Friday, June 15, 2012

Getting the game out there

On April 4th we officially finished the game and gratefully put it down to refocus our energies on actually graduating from College.

We had always wanted to get the game out on a digital platform, Steam being our dream. But we consistently pushed the deadline for Steam submission back and back and back. We were terrified, really, truly scared to do so, or at least I was. Rumors of Steam’s blacklist had reached us, if they rejected you once it would negatively impact you forever more. Whether his rumor is true or not, is utterly beside the point. But we all had this nagging worry that the game wasn’t good enough, that we had made it while we were still students, that it was missing something.

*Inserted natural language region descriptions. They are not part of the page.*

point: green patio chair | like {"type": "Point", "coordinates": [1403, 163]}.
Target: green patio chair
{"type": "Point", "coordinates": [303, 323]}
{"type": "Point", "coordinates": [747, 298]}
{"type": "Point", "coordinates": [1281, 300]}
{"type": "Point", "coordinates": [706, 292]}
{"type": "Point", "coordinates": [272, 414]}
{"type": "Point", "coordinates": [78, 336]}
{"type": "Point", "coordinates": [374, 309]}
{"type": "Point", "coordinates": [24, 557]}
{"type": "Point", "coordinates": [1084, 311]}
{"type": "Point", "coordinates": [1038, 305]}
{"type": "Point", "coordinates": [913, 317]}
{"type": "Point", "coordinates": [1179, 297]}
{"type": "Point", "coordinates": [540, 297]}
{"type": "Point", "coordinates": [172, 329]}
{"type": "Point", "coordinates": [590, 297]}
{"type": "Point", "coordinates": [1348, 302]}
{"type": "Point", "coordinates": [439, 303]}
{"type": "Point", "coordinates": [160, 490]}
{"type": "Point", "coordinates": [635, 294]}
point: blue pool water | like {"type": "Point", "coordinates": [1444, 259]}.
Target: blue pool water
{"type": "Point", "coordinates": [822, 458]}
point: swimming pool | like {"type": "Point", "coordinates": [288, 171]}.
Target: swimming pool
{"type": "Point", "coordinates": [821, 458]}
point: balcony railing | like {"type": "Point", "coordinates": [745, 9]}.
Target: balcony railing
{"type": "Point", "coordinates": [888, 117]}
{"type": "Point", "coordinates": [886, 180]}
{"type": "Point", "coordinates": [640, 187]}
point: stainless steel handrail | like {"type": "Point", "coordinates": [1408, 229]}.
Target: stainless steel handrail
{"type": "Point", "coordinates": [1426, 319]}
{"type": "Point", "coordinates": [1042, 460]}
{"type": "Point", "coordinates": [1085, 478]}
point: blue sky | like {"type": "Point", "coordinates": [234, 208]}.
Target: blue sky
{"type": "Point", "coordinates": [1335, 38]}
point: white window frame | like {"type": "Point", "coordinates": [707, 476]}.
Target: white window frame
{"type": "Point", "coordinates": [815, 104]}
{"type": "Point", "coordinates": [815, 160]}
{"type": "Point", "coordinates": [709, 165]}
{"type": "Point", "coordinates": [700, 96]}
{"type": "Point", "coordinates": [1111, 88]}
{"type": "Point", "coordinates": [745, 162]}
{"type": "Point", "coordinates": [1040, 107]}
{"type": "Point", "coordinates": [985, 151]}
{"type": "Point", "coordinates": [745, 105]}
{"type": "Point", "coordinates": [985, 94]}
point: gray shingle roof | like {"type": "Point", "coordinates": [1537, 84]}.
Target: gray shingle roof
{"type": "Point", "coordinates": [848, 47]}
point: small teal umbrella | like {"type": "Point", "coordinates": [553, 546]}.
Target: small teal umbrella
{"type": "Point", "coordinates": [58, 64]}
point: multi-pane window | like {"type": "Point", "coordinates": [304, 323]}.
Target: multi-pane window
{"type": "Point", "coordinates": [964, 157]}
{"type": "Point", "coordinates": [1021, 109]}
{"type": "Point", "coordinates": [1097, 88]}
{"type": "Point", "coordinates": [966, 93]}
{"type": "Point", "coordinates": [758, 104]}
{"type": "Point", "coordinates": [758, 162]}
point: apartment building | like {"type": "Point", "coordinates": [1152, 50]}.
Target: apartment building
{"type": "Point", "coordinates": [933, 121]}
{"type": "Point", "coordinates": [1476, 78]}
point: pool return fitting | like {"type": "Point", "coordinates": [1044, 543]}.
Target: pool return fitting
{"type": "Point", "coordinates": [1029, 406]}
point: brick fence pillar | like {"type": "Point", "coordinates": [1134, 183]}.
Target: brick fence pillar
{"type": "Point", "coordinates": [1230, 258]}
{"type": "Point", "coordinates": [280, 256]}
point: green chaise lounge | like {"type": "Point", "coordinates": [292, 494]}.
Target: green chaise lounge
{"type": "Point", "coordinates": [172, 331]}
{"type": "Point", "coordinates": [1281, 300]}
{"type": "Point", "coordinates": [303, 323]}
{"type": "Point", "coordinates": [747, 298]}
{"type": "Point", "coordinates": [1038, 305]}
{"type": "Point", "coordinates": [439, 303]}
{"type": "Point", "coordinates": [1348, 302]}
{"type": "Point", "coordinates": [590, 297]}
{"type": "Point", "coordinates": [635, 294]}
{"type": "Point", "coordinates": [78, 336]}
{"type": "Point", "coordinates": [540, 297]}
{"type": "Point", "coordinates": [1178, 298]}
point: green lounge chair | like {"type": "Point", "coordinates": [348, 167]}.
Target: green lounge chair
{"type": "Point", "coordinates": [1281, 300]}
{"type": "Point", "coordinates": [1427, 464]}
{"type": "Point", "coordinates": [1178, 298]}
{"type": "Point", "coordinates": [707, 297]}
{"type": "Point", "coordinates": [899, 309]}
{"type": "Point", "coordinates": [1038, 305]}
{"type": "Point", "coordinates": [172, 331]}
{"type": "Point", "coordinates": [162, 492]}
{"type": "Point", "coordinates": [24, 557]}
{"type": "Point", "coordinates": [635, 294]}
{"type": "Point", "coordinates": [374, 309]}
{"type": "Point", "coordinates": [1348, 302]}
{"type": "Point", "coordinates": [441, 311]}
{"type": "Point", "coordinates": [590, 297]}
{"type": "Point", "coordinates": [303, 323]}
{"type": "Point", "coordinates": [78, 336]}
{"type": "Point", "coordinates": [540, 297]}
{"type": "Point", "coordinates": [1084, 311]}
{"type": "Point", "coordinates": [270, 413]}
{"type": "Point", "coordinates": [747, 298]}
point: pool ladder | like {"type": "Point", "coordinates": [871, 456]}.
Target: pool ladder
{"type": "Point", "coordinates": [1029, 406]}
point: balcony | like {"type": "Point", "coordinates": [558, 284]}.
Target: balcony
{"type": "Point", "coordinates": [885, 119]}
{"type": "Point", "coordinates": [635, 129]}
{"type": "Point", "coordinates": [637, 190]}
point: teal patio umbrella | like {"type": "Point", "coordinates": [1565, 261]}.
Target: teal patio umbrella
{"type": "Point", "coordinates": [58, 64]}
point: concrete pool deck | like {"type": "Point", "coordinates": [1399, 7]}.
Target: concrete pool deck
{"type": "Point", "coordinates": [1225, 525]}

It didn’t help that we entered the student IGF, the Edge Create Challenge, and the Intel Level Up Challenge and didn’t get anywhere. We got no feedback either from any of these contests. Was there some major flaw they all discovered? Was the game really not that unique? Was the mechanic to simplistic?

RPI banished a lot of those thoughts though; Marguerite and I drove down with a few other teams from Champlain and blew the competition away. Loc placed first, and my roommate’s side scrolling fighting game, Satoshi and the Thousand Samurai came in second.

It was the first time we received feedback and critique from an outside source, who enjoyed the game immensely and gave us a few pointers which were then integrated into Loc 1.1. But showcasing the game, when you can be there and explain or sell your idea is so much different than packaging it up and shipping it out across the internet to parts unknown.

Loc 1.1 was it, likely our last update, unless something spectacular happens. So we started the rounds for distribution, Steam, Origin, Impulse, IndieVania, and Union (Unity web store). And Success! Indievania accepted our game! It’s a small fish, compared to all the rest on the list, but never the less, a huge success for us. Now we just do the hardest thing, wait for more responses.